The darkness of the material though makes the musical by nature difficult to love, but Sax and Rosen keeps the show pulsating with heavy beats and a nice dramatic flow. The songs bound from hip-hop narrations to a quiet lovely melody, from a gangsta-rapped angry tirade (in a mesmerizing performance by Rodrick Covington, from Steppenwolf's The Brother/Sister Plays) and it brings Venice the musical right up to current popular music styles. With the exceptional cast bringing the emotional core to this very "hip" musical, I found myself won over just as the tragic twists in the story emerged in the climax of the musical.

There are moments that still feel reaching and the poetic nature sometimes still feels a little grade-schoolish (particularly to the simple, but catchy "The Wind Cried Willow"), and at times Matt Sax's rapping intros feels light and "musical theatre", especially compared the intensity of the rest of the show, but the overall effects of the entire show is powerful and strong enough to overcome some of the smaller quibbles I have with the show, and I found myself truly enjoying and admiring the show itself, and not just it's attempt at changing the sound of musical theatre.

The performances were almost uniformly excellent, and Rosen manages to direct the small cast to feel like a far larger one. Javier Muñoz (above) sounded amazing (and far better than when I saw him as Usanvi in In the Heights) and mixed a perfect balance of commanding intelligence and dumb naivety. Matt Sax has such a terrific natural presence on stage, and is our perfect guise into this new world vision of "Venice".

In addition to great performances by Goss, Covington, Platt and Bergen, there's an amazing performance by Angela Wildflower Polk (above centre) as Hailey Daisy, a sort of Lil Kim in this otherworld, an idol figure who gets suckered and used by the conniving Markos.

Uzo Aduba sings beautifully as Anna Monroe, mother to Venice and Markos, and the only slight criticism I have is for J.D. Goldblatt's (above) Theodore Westbrook, a jealous but weak fool, but is played a bit too 2-dimensionally.

John Carrafa and Tanisha Scott's choreography is slightly uneven, with some terrifically clever movements while other sections feel naive as compared to the music, but the strong music and visual design of the show (including David Weiner's lighting design) manages to overcome the lesser details to create a pretty striking identity for the show.
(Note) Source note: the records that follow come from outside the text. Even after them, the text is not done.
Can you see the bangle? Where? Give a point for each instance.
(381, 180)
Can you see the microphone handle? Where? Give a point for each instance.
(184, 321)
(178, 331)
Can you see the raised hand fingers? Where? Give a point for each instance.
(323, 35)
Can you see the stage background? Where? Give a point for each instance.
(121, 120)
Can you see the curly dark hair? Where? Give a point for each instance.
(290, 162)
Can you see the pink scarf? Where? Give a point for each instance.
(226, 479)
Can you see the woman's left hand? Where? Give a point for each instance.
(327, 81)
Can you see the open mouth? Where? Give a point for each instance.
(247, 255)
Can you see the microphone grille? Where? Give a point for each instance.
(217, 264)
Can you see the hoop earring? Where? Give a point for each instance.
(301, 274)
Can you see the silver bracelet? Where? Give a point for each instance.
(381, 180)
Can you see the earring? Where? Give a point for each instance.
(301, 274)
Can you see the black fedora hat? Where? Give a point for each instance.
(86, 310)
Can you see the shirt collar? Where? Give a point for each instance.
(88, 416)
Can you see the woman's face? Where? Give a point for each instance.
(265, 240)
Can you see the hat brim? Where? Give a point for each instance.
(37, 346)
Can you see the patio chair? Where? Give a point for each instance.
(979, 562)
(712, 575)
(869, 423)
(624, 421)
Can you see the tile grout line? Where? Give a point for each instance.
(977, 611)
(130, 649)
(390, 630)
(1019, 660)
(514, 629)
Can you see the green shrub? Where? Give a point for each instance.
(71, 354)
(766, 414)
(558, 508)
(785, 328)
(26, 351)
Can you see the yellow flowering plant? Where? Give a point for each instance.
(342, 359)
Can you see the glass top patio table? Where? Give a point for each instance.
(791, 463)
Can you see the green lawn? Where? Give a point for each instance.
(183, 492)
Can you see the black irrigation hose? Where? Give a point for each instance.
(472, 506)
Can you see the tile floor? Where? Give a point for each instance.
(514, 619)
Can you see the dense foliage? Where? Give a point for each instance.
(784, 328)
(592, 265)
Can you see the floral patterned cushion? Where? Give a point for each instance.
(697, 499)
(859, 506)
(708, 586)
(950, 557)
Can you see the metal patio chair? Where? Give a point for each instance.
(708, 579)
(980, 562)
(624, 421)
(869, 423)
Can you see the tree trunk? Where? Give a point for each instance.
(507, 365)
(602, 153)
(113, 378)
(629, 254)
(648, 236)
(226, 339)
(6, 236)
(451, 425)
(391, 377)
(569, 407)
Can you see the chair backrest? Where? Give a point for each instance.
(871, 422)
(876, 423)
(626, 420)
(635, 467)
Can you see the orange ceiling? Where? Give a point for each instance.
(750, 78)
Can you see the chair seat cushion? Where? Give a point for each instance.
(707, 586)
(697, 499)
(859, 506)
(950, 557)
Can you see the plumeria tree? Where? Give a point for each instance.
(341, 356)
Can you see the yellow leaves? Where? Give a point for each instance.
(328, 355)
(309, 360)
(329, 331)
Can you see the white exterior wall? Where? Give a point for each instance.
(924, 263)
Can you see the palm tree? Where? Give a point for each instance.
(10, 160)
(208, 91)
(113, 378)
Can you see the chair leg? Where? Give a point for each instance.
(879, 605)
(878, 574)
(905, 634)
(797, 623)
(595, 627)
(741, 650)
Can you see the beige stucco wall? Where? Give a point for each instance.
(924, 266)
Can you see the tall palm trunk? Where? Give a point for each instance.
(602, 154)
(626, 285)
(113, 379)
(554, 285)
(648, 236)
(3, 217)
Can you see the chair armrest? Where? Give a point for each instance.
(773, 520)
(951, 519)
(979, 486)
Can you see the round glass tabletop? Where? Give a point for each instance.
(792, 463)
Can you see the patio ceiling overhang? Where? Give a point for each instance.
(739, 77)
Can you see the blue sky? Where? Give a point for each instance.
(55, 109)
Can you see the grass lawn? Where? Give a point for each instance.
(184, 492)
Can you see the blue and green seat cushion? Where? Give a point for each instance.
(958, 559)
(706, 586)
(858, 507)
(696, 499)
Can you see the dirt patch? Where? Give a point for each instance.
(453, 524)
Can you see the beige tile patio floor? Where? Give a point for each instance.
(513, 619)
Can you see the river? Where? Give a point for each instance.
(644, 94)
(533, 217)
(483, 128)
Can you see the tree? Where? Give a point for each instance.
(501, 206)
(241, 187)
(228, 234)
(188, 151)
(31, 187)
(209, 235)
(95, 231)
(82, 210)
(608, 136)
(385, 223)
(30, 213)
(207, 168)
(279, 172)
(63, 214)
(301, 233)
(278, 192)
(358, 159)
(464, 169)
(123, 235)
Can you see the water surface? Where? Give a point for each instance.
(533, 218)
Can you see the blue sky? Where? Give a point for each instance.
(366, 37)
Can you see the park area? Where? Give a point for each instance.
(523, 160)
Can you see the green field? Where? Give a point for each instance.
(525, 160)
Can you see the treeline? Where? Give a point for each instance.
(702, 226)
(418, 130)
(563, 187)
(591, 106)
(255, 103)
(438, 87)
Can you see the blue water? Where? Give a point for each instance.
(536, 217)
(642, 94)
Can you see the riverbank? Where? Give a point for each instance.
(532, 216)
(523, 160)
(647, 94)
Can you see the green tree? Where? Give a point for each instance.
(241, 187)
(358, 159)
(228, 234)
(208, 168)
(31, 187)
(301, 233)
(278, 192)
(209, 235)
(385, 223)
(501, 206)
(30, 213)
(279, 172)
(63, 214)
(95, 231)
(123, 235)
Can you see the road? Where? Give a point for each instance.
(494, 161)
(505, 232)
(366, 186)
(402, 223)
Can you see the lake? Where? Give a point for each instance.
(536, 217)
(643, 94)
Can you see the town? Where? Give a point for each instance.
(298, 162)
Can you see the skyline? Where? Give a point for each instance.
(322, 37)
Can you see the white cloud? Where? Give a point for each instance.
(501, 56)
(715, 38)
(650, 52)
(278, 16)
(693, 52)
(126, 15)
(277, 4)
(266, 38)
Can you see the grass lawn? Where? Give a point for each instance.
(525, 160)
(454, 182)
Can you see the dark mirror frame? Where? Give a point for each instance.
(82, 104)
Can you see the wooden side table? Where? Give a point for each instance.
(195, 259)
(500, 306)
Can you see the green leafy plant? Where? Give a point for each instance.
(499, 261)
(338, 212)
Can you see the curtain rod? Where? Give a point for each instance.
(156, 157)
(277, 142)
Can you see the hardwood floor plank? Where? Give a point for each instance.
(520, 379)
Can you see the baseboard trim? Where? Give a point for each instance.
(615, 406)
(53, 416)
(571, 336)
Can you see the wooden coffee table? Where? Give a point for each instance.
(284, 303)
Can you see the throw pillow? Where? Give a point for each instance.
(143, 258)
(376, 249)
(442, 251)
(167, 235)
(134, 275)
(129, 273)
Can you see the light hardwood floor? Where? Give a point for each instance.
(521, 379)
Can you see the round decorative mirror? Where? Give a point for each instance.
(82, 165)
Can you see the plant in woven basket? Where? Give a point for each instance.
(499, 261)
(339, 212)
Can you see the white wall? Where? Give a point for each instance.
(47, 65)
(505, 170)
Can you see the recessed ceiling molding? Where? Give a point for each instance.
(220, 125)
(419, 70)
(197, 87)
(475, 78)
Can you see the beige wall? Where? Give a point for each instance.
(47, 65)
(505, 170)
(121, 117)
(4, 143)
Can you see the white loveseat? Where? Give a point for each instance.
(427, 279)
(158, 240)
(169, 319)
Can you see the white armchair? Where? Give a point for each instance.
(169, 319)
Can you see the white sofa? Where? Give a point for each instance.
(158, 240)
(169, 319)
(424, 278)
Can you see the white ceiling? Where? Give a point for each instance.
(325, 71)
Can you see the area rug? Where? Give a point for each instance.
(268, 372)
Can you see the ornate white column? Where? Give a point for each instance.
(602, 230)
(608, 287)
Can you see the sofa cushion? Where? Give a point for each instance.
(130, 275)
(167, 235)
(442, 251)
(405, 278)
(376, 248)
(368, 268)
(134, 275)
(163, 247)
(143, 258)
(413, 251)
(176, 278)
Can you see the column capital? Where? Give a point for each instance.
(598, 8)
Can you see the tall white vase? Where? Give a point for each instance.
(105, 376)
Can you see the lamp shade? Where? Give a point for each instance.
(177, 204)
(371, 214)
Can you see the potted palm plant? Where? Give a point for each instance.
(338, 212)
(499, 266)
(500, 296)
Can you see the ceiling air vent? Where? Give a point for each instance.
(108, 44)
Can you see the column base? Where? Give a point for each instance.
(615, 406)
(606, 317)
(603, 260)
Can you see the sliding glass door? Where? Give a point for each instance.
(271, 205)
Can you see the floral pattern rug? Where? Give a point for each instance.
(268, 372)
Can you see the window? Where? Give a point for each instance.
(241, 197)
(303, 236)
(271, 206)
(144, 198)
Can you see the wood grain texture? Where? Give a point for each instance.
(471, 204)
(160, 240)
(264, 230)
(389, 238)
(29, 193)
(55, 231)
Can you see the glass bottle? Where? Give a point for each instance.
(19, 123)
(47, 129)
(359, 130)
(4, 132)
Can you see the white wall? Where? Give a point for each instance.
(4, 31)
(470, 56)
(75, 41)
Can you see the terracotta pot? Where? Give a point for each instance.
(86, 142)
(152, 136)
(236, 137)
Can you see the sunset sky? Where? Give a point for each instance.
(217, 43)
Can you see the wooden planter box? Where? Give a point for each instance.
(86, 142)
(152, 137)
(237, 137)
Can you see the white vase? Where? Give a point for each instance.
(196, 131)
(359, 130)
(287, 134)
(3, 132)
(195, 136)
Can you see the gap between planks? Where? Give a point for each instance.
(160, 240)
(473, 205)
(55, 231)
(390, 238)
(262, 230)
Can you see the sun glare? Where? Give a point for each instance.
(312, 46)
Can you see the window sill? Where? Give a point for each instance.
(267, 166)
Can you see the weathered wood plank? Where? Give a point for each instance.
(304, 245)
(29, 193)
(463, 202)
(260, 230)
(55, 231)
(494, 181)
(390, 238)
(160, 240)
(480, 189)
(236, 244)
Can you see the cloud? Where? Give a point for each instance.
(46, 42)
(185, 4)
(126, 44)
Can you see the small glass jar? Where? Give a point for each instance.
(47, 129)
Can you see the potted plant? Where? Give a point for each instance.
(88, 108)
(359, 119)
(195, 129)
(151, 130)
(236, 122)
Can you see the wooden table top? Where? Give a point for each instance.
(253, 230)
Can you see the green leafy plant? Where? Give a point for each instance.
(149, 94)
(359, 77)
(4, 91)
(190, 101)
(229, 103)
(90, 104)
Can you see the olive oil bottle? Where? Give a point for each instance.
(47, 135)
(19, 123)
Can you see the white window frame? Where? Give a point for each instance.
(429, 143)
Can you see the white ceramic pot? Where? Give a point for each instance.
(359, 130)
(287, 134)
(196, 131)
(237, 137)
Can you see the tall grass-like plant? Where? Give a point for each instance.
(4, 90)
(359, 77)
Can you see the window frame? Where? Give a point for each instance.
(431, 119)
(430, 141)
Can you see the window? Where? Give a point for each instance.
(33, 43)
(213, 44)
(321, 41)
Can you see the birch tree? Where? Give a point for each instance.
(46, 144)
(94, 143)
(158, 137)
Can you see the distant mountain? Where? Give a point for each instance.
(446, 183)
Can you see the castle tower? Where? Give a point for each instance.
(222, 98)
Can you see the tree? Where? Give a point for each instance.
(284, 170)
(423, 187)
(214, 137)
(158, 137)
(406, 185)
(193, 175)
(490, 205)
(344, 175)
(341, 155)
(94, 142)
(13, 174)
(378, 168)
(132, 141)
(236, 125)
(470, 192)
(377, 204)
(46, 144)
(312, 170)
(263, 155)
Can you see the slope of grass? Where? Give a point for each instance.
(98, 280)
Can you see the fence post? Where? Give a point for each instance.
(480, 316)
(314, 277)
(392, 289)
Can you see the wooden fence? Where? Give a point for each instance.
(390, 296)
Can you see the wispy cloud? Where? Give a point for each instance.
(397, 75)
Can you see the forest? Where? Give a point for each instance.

There was a time when musical theatre produced radio mainstream hit songs, but then over the years, musical theatre's pace could not, or would not keep up with the pace of mainstream popular music. I've been questioning but optimistically thinking that musical theatre could invite a whole new array of language skills by adopting to the current beats and stylings of pop music, and then comes Venice proving a show can modernize the musical stylings without dumbing down the story. It won't be for everyone, as this is no South Pacific, and I noticed some missing seniors in the second act of the show, and of those who stayed, some audience members still seemed baffled at the end, but a good majority, as with myself, leapt up in applause to this very fresh, and explosive new musical that brings musical theatre into a whole new world.

Matt Sax and Eric Rosen have enhanced a powerful storyline with the built-in emotional intensity of the musical genre's of today, and created a deeply compelling, extremely moving, often funny, and always thrilling, theatrical experience.